The services of these financial managers can be either human- or technology-driven.

In human-driven management, also known as active management, a fund manager analyzes the different choices available and makes decisions about buying, selling, and holding stocks.

“Active managers focus on outperforming the market, which means generating a better result than the market in general; this leads them to select only companies with great potential for growth,” elaborates Ms. Choi.

“Active managers may rely on quantitative resources, including research, forecasts, and data, as well as qualitative resources, including their personal experience and judgement. Active managers may even meet with the company to assess its credibility and approach the situation considering the unique conditions of each individual client. In addition, active managers can also consider long-term situations,” explains Ms. Choi.

As a result, they can provide clients with detailed explanations of the reasons behind their decisions. 

However, Ms. Choi states that all these benefits come with a cost; the average active management fee lies between 0.5 and 1.5% of the fund returns. 

This may not seem like a high percentage, but considering the size of the asset, the absolute value may be quite high. 
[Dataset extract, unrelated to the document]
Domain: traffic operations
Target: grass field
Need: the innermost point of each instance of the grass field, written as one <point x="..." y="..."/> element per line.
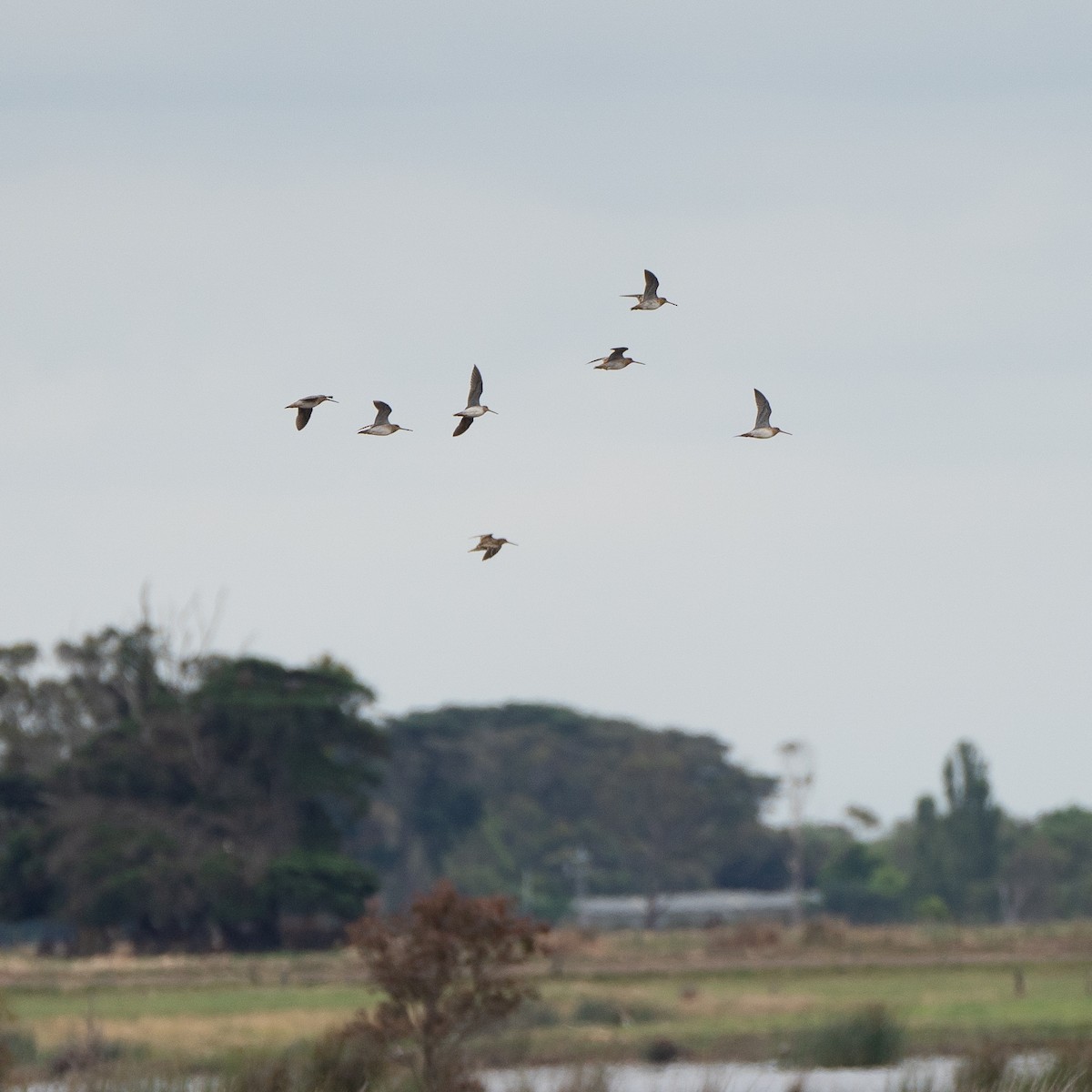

“Therefore, clients of active managers tend to invest in the long term and hold large amounts of assets,” Ms. Choi says.

On the other hand, there is technology-driven management, which is also known as passive management. 

“Passive management focuses on matching the performance of the market; this means that it replicates the index of a larger market, aiming to achieve similar results. Passive management views asset allocation from a more macro perspective. Although not as detailed and fundamental research-oriented, passive management tends to be a cost-effective and efficient way of constructing a well-diversified portfolio that can be less volatile than individual stock prices,” Ms. Choi says. 

The greatest attraction of passive management, Ms. Choi says, is its low management fees; the average cost is 0.2% of the generated profit. 

“Therefore, passive management is highly accessible even to investors with little experience,” Ms. Choi says.

So, what are the similarities and differences of active and passive management? 

Although the two share the common ground of portfolio management, there are more differences than similarities. 

“While active management selects individual stocks, passive management selects broad indexes with the potential for growth as a whole. As a result, active management aims to outperform the benchmark with a portfolio consisting of only selected stocks, while passive management intends to match the performance of the selected index,” Ms. Choi elaborates. 

This means that active management has higher risk but also greater potential for higher returns, while passive management tends to have lower risk but limited returns. 

“There are also limits in services driven by technology: passive management tends to lack flexibility, long-term vision, customization, and explanation when compared to active management. However, passive management compensates for these disadvantages with its low cost,” Ms. Choi explains.

The management fees for passive management are, on average, 0.8 percentage points lower than those of active management. 

To summarize, active management provides exclusive, individual service but has high costs, while passive management engages in a broader index without customization but has low costs.

“There is no perfect investment as every type of investment involves some sort of trade-off. Therefore, it is crucial to understand the advantages and disadvantages of the management types before making a decision,” Ms. Choi concludes.